If you don't like typing quote marks and the dataset is small enough, column numbers can be faster--although variable names in quotations is better for accuracy (especially if the columns are reordered).
@mikey in the comments offered a column number solution, here is an alternate version:
cor(My_matrix[,c(1,4)])
If your data is a dataframe instead of a matrix, you might enjoy a tidyverse approach, which also does not require quotation marks (although pesky variables with spaces in their names may require ` marks):
library(dplyr)
My_dataframe %>% select(speed, age) %>% cor()
@Debutant only asked for 2 variables for the correlation but if we wanted to go all out and get the full correlation matrix available, here are additional options:
# assuming all your columns are numeric as they are here
cor(My_matrix)
# if you have a dataframe with different data types, select only the numeric ones
library(dplyr)
My_dataframe %>% select_if(is.numeric) %>% cor()
# if you don't like the long decimals, toss in a round() for good measure
My_dataframe %>% select_if(is.numeric) %>% cor() %>% round(3)

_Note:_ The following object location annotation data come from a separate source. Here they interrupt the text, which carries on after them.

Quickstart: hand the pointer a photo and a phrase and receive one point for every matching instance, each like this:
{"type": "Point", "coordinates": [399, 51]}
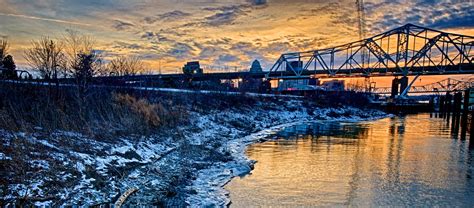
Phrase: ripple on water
{"type": "Point", "coordinates": [400, 161]}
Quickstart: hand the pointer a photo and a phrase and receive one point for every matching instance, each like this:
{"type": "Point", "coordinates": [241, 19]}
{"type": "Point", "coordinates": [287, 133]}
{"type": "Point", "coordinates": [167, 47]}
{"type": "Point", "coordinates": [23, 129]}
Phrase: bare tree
{"type": "Point", "coordinates": [76, 44]}
{"type": "Point", "coordinates": [4, 45]}
{"type": "Point", "coordinates": [47, 56]}
{"type": "Point", "coordinates": [88, 65]}
{"type": "Point", "coordinates": [124, 66]}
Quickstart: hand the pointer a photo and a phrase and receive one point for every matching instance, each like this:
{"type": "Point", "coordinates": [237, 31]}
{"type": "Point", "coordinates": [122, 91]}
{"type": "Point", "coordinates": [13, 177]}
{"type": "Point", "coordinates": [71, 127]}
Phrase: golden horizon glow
{"type": "Point", "coordinates": [222, 35]}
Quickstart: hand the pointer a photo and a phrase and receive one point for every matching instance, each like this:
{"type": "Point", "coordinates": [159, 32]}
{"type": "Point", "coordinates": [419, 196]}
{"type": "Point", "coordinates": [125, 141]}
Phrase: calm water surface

Hope you find this useful. :)
Upvotes: 0
Reputation: 357
I also tried this and it worked: I created a "b" dataset
b=as.data.frame(My_matrix)
then I used the
cor(b$speed, b$age) and got the correlation.
Upvotes: 1
Reputation: 886938
We can subset the columns and apply the cor
directly as the usage of cor
is
cor(x, y = NULL, use = "everything", method = c("pearson", "kendall", "spearman"))
and there is no formula method
cor(My_matrix[,c("speed", "age")])
# speed age
#speed 1.0000000 -0.9971765
#age -0.9971765 1.0000000
Upvotes: 1